Dale Andrade - Navy Seals: The Vietnam Years (review) - Journal of Military History 67:1 The Journal of Military History 67.1 (2003) 303-304

Navy Seals: The Vietnam Years. By Kevin Dockery. New York: Penguin Putnam, 2002. ISBN 0-425-18348-3. Maps. Photographs. Tables. Notes. Index. Pp. x, 339. $22.95.

This is the second installment in what appears to be a series of histories on U.S. Navy special warfare, from its beginnings through the present. The first volume, Navy SEALs: A History of the Early Years, was published in 2001 and took the story from the Underwater Demolition Teams (UDT) during World War II through the creation of the SEALs in the early 1960s. As with the first book, this one is really largely an oral history, although here Dockery makes greater use of documents, after-action reports, and other documents to highlight SEAL involvement in Vietnam.

Navy SEALs received their baptism of fire in Vietnam, and almost six years of combat in the Mekong Delta became the crucible that shaped their capabilities through the postwar decade. The first SEAL platoons deployed to Vietnam in 1966 (other small groups of SEALs had been in Vietnam since 1962) and reached a peak strength in 1968 of about two hundred men.
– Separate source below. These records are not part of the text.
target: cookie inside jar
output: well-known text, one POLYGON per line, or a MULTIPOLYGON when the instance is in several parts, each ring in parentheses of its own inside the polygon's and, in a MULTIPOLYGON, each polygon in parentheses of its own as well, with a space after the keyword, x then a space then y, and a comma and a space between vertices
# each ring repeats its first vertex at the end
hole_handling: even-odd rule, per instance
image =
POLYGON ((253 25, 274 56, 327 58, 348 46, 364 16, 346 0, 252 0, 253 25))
Most SEALs fought as platoons throughout the delta and in the Rung Sat Special Zone southeast of Saigon, but some served as advisers with the Phoenix program (designed to locate and "neutralize" the Viet Cong clandestine political infrastructure) and in the highly classified Studies and Observation Group (SOG) on cross-border operations into Cambodia and Laos. Forty-three SEALs were killed in action in Vietnam, but none were captured or went missing.

Dockery attempts to cover all this ground, managing to touch on most of the SEAL missions in Vietnam. There are two particularly interesting chapters here—one on SEAL operations in support of the Phoenix program and another on Operation THUNDERHEAD, an ambitious plan to insert SEAL teams into North Vietnam aboard a submarine in an attempt to rescue American prisoners of war. In the end, however, the book provides only a narrow glimpse into the history of the SEALs in Vietnam. [End Page 303]

The interview format, as employed by Dockery, simply does not work. He tries to sort the individual accounts so that they fit within topical chapters, such as deployment to Vietnam, the 1968 Tet Offensive, and the Phoenix Program, but a lack of clearheaded editing defeats him. The interviews, which are interesting and full of useful detail, are too long and often repetitive, and most of them dwell excessively on SEAL basic training, known as BUD/S (Basic Underwater Demolition/SEAL). This training is the glue that holds SEALs together in the brotherhood of Special Operations warriors, and it is grueling, but the stories offer little to help the reader understand the SEAL experience in Vietnam. One or two examples of BUD/S training would have sufficed. Other interviews would have been more useful to the reader if they were carefully targeted to specific topics.

In the end, Dockery allows the interviews to ramble on, sometimes with only a tenuous connection to the subject of the chapter. In addition, nowhere in the book is there an attempt to analyze SEAL performance in Vietnam. What impact did they have on the enemy? Aside from a few platitudes about how the Viet Cong feared these "devils with green faces," there is no new data on the results of SEAL operations or an attempt to understand their place within the greater theater of combat operations in the Mekong Delta.

Readers interested in the history of Navy SEALs will probably find this book useful, but those hoping for new details and analysis of SEAL operations in Vietnam will be disappointed.